Ivan Argote, Pauline Bastard, Katia Bourdarel, Clément Cogitore, Mounir Fatmi, Maïder Fortuné, Sigalit Landau, Pierrick Sorin, Stéphane Thidet, Muriel Toulemonde
Blue Movie
Tout au chaud, volet clos. Faisceau de lumière bleue, argentée, violacée. On est dans l’onde de haute fréquence. Attention, aucune protection anti-ultraviolet n’est distribuée. On s’expose aux rayonnements de corps noirs, dans une lumière noire, mélange d’infrarouge et d’ultrableu. Chaud-froid. On s’expose à avoir la peau brûlée en dessous, pas à la surface, mais dans les profondeurs. Comme quand on s’expose le corps aux ultraviolets émis par le soleil. Mais là , c’est le soleil noir des salles obscures qui nimbe l’espace d’exposition, qui étale l’image en mouvement, grande et picturale, crue et électrique, sur le mur en face, saturant l’œil rivé dessus, le corps à l’abandon sur un canapé.
Home cinema. Pauline Bastard et Ivan Argote installent en plein milieu de la galerie un espace cinéma (presque) comme dans ton salon. Le contraire du cadre hygiéniste de l’exposition contemporaine d’art vidéo. Laissées au musée, les étroites banquettes en simili cuir qui collent au haut des cuisses quand on porte un short ou une mini-jupe. Pas de petits rideaux qu’on écarte pour passer une tête un rien de temps. Non, là c’est irrésistible. Le canapé maison prend la place, celui où on s’enfonce, s’affale, s’allonge. Mais s’allongeant, s’affalant, s’enfonçant, le corps s’expose aux rayonnements des cette sélection choc. Les films de dix artistes s’enchaînent, flamboyants et implacables.
De longueurs d’ondes différentes. Vibrations alternées. Les différents plans-montages-cadrages-superpositions s’accrochent en une ronde débordante d’énergie vitale, modulée, offensive, à l’assaut de la matière inanimée. Une langue vigoureuse attaque, fouille, lèche une barre de métro, sous un éclairage blafard — du bleu dans le néon blanc. Regards fuyants des passagers, chopés au cœur de leur routine de normalisation par un cadre impitoyable. Sensualité métallique. Morsure sous peau. Sensualité torve, qui se fraie un chemin dans la salle obscure. Blue movie. Ils sont réveillés, les passagers captés dès le début par le film d’Ivan Argote, comme ceux qui s’installent sur les canapés de récup dans l’espace de la galerie, disposés en gradins, comme au cinéma, comme au théâtre.

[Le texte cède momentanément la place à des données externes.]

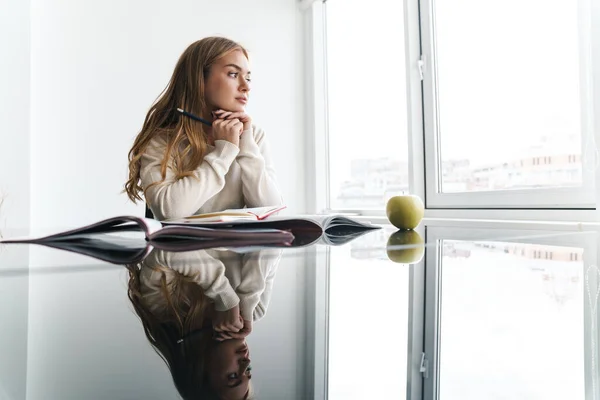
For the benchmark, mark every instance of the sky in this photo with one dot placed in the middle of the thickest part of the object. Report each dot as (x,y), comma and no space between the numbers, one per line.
(502,84)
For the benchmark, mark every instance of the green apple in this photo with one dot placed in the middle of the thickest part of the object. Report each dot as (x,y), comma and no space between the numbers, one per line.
(406,247)
(405,211)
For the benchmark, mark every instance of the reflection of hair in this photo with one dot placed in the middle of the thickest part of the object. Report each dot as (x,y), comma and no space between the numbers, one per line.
(185,90)
(182,309)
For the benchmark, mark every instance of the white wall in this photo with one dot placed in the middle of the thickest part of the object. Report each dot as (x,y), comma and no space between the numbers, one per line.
(14,113)
(14,289)
(96,67)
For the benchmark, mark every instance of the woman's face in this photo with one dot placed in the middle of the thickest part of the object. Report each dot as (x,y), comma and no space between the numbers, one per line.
(228,84)
(229,368)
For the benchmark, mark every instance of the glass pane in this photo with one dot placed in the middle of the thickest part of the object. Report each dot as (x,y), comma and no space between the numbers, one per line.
(512,321)
(368,146)
(509,94)
(368,326)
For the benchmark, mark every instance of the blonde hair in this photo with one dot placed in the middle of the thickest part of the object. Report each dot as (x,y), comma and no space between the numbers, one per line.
(186,90)
(182,308)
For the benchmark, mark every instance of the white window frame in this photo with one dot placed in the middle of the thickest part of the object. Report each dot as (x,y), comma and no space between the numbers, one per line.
(438,206)
(433,257)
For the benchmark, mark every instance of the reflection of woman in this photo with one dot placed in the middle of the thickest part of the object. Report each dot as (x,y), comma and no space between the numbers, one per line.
(197,309)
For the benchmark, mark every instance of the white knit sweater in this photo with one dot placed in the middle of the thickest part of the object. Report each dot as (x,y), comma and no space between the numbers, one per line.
(227,278)
(228,177)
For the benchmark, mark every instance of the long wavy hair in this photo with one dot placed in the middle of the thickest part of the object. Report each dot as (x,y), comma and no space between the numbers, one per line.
(186,90)
(177,313)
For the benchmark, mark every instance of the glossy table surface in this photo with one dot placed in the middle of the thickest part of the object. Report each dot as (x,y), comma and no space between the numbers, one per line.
(479,312)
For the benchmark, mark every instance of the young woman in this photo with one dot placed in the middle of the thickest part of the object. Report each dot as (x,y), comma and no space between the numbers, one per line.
(197,308)
(183,166)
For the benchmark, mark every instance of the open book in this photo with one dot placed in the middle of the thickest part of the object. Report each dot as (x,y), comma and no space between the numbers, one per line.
(107,239)
(108,234)
(241,214)
(308,229)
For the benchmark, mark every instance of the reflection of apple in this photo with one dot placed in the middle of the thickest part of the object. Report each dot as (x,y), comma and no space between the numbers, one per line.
(406,247)
(405,211)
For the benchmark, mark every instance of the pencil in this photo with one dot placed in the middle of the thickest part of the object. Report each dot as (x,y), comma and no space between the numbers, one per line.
(194,117)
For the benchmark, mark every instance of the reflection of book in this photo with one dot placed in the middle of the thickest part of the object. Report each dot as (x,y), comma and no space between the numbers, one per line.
(122,250)
(104,240)
(327,229)
(241,214)
(100,237)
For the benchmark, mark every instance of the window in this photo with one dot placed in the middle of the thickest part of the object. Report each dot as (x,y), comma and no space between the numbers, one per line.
(495,100)
(503,92)
(366,103)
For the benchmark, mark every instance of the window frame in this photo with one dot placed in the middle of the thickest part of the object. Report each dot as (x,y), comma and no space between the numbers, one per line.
(519,205)
(433,257)
(549,199)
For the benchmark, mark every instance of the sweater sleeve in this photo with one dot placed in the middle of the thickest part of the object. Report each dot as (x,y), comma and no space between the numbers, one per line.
(254,289)
(208,272)
(178,198)
(259,183)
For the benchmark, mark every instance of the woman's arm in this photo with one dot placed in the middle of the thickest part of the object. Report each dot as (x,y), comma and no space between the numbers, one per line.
(208,272)
(259,184)
(252,280)
(178,198)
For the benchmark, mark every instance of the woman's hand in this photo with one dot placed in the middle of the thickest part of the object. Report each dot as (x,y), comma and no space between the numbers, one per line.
(227,129)
(229,321)
(241,334)
(240,115)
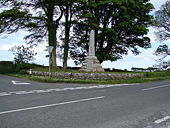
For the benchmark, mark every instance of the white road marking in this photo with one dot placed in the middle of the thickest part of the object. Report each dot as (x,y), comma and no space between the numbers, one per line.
(162,86)
(19,82)
(51,105)
(4,94)
(162,120)
(64,89)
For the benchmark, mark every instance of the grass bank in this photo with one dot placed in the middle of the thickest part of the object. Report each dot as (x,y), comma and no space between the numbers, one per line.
(148,77)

Radiation et irradiations des corps présents et présentés. De la foule au squelette, des silhouettes, bleuissures incandescentes, de Clément Cogitore à la danse macabre et enchantée de Stéphane Thidet, la sensualité se détache sur fond bleu. L’individu est pris dans la multitude.
Chair traversée et blessée par le fer politique mortifère de Sigalit Landau. Corps, visage exposé, torture, meurtrissure, décomposition: Katia Bourdarel nous fait passer de l’autre côté du miroir. Sous le prisme de Muriel Toulemonde, la sensualité se rue avec obstination, brute. Mounir Fatmi épie à la loupe le fétiche, prothèse adjointe à des corps limités, imparfaits, soumis à une histoire qui s’écrit à coups de marteaux. C’est mignon tout ça, veut dire Pierrick Sorin transformé en superstar warholienne de carnaval, corrosive — les couleurs criardes du travestissement sont absorbées dans l’intensité de son film noir en solo.
Histoires d’astres sombres. Le noir absorbe toutes les couleurs, bat le blanc à plate couture — Maïder Fortuné ensevelit l’image enchantée dans le noir. Et l’œil boit le filtre bleu, qui diffuse sous l’épiderme, pour ré-affronter, après l’interruption subversive de la salle obscure, l’extérieur jour, corps à découvert.